Prezes Juventusu broni swoich racji. "Superliga nie była zamachem stanu, ale rozpaczliwym krzykiem"

Prezes Juventusu broni swoich racji. "Superliga nie była zamachem stanu, ale rozpaczliwym krzykiem"
sbonsi / Shutterstock.com
Projekt Superligi wydaje się już sprawą przeszłości. Andrea Agnelli, szef Juventusu, nie ustaje jednak w staraniach, by obronić pomysł, który miał zrewolucjonizować piłkarskie rozgrywki.
Powstanie Superligi na kilka dni wstrząsnęła światem futbolu. Projekt miał skupiać w jednych rozgrywkach najlepsze kluby z Europy. Pod pomysłem początkowo podpisało się 12 klubów.

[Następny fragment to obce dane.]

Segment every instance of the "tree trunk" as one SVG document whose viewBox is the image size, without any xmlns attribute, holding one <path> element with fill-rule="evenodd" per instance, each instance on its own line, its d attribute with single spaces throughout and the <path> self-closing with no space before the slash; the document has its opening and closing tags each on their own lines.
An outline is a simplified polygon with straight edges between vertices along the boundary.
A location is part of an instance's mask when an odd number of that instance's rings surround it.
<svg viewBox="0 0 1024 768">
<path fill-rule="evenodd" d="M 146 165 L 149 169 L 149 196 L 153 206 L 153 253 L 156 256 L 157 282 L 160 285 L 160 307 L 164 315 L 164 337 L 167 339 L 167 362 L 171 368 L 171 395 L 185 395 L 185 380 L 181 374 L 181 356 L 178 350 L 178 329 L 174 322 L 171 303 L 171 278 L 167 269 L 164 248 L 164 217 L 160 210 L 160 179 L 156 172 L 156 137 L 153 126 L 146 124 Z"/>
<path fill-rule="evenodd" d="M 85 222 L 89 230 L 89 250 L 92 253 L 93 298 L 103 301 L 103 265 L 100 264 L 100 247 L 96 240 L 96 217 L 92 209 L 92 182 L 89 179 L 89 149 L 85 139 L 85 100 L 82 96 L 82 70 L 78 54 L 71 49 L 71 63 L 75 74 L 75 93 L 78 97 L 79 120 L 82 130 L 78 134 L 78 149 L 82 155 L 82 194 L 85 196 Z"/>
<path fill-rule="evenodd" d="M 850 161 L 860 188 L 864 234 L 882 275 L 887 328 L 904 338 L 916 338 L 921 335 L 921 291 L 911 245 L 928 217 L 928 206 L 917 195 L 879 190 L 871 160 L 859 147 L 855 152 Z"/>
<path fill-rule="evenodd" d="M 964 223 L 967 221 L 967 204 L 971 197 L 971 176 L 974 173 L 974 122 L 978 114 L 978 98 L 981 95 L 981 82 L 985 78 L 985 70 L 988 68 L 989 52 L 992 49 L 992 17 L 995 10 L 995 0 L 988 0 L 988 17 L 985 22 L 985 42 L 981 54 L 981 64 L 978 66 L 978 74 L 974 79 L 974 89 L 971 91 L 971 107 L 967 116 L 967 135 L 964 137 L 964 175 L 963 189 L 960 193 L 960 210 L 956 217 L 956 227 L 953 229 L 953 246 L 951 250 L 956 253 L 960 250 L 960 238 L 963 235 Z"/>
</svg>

Dalsza część tekstu pod wideo
Przedsięwzięcie szybko okazało się wielkim niewypałem. Groźby ze strony UEFA sprawiły, że kolejne zespoły wycofywały się z rewolucyjnych planów.
Obecnie przy projekcie Superligi pozostają trzy klub. To Real Madryt, FC Barcelona oraz Juventus. Andrea Agnelli, prezes "Starej Damy", kolejny raz przedstawił swoje racje.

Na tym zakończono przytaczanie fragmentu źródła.